Je profite d’une attaque qui s’écrase une nouvelle fois sur mon bouclier pour repousser la ménade. Comme elle est rapide, elle fait un bond en arrière. Je baisse ma garde, soufflant comme un taureau dans une arène. Elle ne va pas résister à se fendre pour me porter un coup plus sévère que les estafilades que j’ai reçu. Je n’ai pas beaucoup de temps, quelques fractions de secondes tout au plus. C’est un tout pour le tout. L’action se met à ralentir. Je vois ses muscles se bander sous l’impulsion du mouvement. Elle veut me perforer le ventre. Si je me loupe, je vais voir mes entrailles jonchées le sol. La lame semble entraîner l’avant-bras, le bras puis l’épaule. C’est son corps qui part en avant, sa jambe également. Elle doit faire un pas si elle veut me toucher. C’est maintenant ! Le moment ou son pied quitte le sol. Elle est en équilibre précaire. J’ai laissé mon bouclier continuer son geste. Mon bras est derrière moi. Un solide mouvement d’épaule et je peux la désarmer avant l’impact fatidique.
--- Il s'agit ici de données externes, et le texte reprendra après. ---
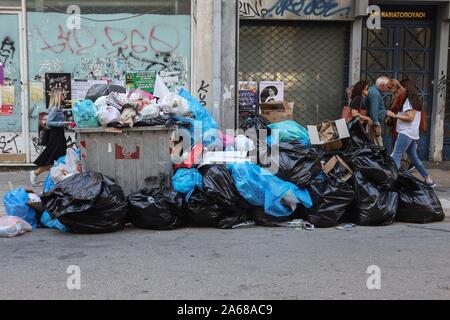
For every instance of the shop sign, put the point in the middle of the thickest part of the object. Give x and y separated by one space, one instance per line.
144 80
122 153
297 9
405 14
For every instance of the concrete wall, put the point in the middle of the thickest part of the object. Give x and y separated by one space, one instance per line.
214 70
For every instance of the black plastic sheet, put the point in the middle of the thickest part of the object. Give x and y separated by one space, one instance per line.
88 203
418 203
331 199
219 205
375 165
372 206
297 164
157 209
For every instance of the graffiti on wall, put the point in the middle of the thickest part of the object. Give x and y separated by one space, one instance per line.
109 49
297 9
7 50
8 143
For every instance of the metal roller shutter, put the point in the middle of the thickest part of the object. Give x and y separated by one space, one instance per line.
311 58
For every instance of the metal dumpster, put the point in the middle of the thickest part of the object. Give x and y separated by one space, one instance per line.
133 157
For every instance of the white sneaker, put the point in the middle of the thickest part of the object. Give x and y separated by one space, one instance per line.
33 178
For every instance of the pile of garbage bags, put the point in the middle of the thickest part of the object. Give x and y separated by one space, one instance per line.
364 187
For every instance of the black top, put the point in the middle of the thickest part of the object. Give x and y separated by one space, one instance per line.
358 103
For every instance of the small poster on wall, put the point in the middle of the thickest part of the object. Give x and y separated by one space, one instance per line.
58 89
271 91
248 96
144 80
7 99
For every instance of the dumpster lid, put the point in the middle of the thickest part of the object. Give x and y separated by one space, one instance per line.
121 130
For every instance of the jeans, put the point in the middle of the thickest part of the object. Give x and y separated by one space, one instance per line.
407 145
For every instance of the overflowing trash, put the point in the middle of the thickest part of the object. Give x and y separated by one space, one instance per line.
326 176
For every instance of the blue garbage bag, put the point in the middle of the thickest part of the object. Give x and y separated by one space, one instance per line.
210 132
48 222
262 189
16 205
185 180
84 114
289 131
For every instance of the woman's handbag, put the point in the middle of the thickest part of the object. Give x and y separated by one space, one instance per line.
347 114
44 137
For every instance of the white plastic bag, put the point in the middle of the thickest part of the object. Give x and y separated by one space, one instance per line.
128 117
101 102
244 144
150 111
174 104
107 115
13 226
63 171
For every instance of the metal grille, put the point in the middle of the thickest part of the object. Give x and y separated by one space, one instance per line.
308 57
172 7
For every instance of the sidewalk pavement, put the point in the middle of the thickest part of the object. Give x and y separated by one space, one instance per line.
20 178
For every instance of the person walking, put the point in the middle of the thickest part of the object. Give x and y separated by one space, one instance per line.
377 109
55 140
408 129
358 105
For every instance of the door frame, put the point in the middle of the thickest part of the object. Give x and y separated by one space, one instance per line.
397 25
23 65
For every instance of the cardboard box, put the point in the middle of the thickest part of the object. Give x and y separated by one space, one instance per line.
347 173
340 127
278 111
271 91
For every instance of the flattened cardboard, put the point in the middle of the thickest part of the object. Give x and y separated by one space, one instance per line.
341 127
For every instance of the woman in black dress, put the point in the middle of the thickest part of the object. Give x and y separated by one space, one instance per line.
359 93
55 139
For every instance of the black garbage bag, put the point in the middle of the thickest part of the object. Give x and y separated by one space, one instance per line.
418 203
156 209
375 165
266 220
372 206
255 121
204 211
88 202
297 163
331 199
358 136
100 90
218 184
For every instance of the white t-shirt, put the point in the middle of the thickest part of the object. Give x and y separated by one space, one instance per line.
409 129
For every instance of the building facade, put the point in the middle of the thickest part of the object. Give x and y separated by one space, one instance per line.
317 48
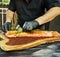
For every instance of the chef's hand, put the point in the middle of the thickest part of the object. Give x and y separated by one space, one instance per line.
30 25
6 26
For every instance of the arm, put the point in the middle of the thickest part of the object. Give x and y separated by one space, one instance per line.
49 15
9 15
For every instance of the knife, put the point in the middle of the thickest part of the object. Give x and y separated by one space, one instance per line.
19 28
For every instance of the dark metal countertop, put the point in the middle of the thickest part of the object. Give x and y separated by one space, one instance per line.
45 50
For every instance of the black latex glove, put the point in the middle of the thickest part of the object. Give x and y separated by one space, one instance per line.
6 26
30 25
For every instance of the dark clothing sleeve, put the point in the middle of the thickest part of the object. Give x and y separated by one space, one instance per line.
12 6
52 3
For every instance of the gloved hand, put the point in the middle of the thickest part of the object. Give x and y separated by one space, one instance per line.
30 25
6 26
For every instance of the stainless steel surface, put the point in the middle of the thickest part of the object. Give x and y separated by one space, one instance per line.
46 50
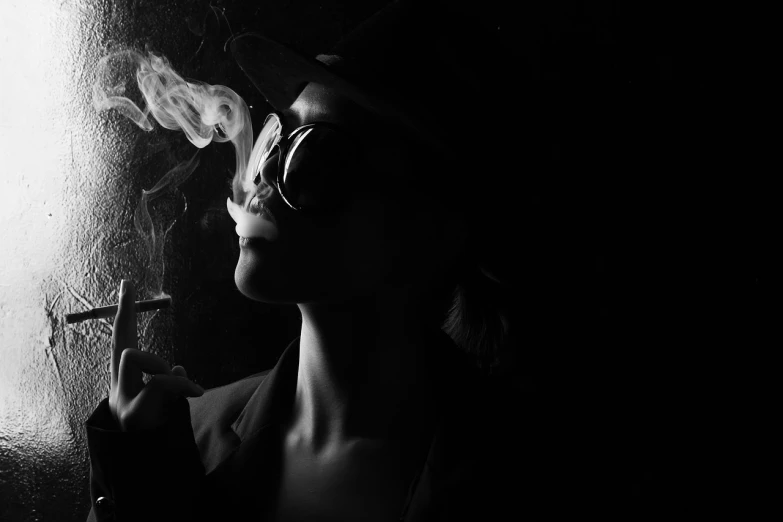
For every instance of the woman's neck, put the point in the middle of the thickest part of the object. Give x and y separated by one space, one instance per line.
363 373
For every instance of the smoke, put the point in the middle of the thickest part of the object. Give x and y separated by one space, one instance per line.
205 113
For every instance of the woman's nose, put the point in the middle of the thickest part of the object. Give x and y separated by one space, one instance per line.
268 171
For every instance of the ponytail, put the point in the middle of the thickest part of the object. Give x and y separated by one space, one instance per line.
478 318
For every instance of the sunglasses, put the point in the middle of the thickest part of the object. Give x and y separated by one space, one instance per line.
313 164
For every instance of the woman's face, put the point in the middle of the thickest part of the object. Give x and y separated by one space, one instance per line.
383 239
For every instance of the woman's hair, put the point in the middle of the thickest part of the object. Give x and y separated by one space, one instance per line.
478 318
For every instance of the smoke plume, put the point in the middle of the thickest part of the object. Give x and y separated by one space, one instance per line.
205 113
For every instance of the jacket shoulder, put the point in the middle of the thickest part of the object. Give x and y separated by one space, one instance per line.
213 413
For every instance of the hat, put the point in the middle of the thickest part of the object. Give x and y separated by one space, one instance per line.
425 65
419 64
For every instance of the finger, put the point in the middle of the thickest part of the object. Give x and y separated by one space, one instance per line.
124 331
132 363
173 385
149 408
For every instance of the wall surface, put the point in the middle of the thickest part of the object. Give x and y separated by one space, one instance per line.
625 272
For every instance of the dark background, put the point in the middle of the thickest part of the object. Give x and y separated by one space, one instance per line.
640 269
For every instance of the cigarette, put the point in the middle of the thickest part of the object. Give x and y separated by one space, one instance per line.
110 311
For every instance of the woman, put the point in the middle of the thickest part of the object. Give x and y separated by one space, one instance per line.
375 227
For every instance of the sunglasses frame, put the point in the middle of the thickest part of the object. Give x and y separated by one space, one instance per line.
283 144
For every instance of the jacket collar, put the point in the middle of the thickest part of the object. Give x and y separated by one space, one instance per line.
456 419
273 398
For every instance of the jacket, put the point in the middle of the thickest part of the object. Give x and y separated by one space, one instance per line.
215 458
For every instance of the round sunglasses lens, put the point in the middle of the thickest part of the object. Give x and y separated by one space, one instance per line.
315 167
267 139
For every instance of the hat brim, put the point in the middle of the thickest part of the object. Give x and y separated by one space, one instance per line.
281 74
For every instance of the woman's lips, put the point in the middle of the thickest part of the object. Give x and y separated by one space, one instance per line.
250 225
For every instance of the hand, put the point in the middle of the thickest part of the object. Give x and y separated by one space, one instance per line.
134 405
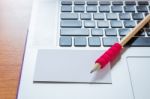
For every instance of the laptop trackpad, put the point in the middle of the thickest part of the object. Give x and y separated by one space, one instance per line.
71 66
139 68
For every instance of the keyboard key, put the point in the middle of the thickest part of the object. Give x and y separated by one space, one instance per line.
116 24
129 8
123 32
129 24
79 2
94 41
71 24
102 24
89 24
85 16
97 32
79 8
116 8
111 32
91 9
69 16
142 8
139 42
66 8
98 16
91 2
109 41
111 16
74 32
124 16
137 16
130 2
79 41
104 8
143 2
65 41
104 3
117 3
66 2
140 33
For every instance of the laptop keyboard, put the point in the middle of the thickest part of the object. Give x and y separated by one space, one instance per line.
102 23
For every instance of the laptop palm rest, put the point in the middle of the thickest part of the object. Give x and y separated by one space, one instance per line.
69 66
139 68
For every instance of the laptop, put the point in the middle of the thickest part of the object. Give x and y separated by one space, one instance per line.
66 36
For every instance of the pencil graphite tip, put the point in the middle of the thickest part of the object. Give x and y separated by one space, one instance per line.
96 67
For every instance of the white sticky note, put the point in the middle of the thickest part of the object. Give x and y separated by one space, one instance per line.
69 66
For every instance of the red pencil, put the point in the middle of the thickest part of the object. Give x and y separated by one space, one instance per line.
114 51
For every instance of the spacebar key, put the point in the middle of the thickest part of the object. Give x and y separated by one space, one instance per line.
71 24
139 42
74 32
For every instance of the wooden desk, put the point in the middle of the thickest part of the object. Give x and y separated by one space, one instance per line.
14 21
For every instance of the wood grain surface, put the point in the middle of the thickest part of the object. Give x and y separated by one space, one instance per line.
14 22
Ce n’est pas seulement mon épaule mais tout mon tronc qui se tourne pour faire face à mon adversaire. Mon bras gagne en vitesse à cause du poids du bouclier.
Son pied s’approche du sol, s’il le touche, elle pourra esquiver.
Je ne la quitte pas du regard, je lis sur son visage qu’elle a compris ce qui se passe. La détente de mon mouvement de rotation accélère mon geste. Elle fronce les sourcils, comme pour donner tout ce qu’elle a dans cette attaque. Soudain, c’est l’impact. Mon bouclier s’écrase sur son poignet et l’action reprend sa vitesse normale. Elle lâche son épée et n’a pas le temps d’éviter la suite, un tour sur moi-même pour que mon épée finisse ce que mon bouclier à commencer. Nous tombons tous deux. Moi, à genou, elle en poussière.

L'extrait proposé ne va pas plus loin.